Vou explicar tudinho:
- Se no meu livro a história é uma fantasia, eu vou primeiramente pensar a função do personagem no enredo.
Tá, tem uma protagonista querendo uma espada lendária pra derrotar um monstro, mas eu quero um personagem que seja o mentor dela nessa jornada (função no enredo). Vou botar o pai dela pra ensinar tudo sobre.
Agora, vou observar a vida real para colocar um dilema pro pai. Na vida real, muitos pais já viveram tantas coisas e n contam nem um terço do próprio sofrimento pros filhos, e isso é um problema que muita gente na sociedade já viu em seus pais. É um dilema social específico.
Com base nesse dilema, na história, o pai vai esconder uma coisa muito importante, o fato que já tentou pegar essa espada e falhou miseravelmente a ponto de tentar se mat*r, pois perdeu a própria família pro mesmo monstro, precisando ensinar sua filha a correr e se defender para evitar passar o mesmo. Aqui, eu já juntei o dilema com a função dele, e ainda criei a história por trás do dilema conectando com a história atual.
- O conflito interno é um problema individual que envolve a personalidade do personagem, sua maneira de pensar e viver. Ou seja, envolve escolhas. Normalmente escolhas ruins com base em mentiras q o personagem acredita.
Agora veremos o conflito interno dele: o pai n consegue dizer isso pra filha, pois até falar em voz alta dói por algo que n superou, e a própria jornada dele interna é tentar fazer isso. E o conflito interno é ligado diretamente ao arco do personagem.

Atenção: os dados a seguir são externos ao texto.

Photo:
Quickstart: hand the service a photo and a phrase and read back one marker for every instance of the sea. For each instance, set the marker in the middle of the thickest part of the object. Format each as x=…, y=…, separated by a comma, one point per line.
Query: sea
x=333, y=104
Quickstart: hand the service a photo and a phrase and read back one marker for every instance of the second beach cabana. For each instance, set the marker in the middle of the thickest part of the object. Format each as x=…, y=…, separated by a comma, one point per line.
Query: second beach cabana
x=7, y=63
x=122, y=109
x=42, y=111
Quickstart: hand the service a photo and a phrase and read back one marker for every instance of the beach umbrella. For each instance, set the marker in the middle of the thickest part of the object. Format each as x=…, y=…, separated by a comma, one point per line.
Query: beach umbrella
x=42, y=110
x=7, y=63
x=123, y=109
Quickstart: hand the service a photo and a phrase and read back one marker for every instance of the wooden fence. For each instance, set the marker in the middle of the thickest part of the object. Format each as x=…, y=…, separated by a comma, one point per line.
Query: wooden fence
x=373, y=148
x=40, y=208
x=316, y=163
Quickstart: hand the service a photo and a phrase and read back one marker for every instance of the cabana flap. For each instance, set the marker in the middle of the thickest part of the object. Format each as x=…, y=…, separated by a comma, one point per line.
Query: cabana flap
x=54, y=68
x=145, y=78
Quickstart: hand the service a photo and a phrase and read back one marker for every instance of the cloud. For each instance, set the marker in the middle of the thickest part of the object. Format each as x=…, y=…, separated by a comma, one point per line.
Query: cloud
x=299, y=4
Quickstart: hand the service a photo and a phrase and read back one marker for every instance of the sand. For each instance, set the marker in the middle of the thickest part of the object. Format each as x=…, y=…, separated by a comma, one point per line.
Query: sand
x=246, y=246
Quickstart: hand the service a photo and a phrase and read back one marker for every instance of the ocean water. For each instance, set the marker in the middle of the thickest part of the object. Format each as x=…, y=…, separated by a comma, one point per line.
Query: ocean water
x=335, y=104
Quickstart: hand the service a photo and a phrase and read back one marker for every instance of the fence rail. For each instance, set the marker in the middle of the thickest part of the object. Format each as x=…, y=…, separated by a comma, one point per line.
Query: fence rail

- Agora, vemos o conflito externo relacional (chamo de relacional por envolver a palavra relação afetiva), aqui é sobre como o dilema, o conflito e a história afetam as relações com outros personagens. E essa é a melhor parte do personagem, é quando ele mostra quem ele é para outras pessoas. Melhor forma de fazer isso é sem dizer, apenas mostrando sutilmente através de ações.
Exemplo: o pai é superprotetor com a filha, está checando se ela respira todo dia e chega a brigar com ela sem motivo nenhum, apenas pq acordou de um pesadelo naquele dia.
- Agora vejamos as características, elas precisam ter 3 coisas:
Especificidade (tem que ter algo que só esse personagem faz/tem que diferencia ele se todos os outros da obra e do mundo inteiro, seja uma cicatriz, o jeito de falar com vícios de linguagem, um gosto estranho, uma mania, etc);
Contradição (pois a contradição torna o personagem humano. Justamente por n existirem pessoas perfeitas. Ent uma contradição de ele ser um homem gigante e sendo doce com a filha dele, a contradição de ele matar pessoas e dar abraços em todo mundo que conhece, etc);
Características q são consequências da história dele (Se ele sofreu algo, ent ele vai carregar gatilhos ou características que revelam seu passado, seja seu modo de pensar ou algo físico).
É isso! Eu espero ter explicado direito e ter ajudado alguém. E é claro que vc n precisa seguir isso se n quiser, eu que tô fazendo isso pq funcionou pra mim.
Obg por ler e desejo boa sorte a todos!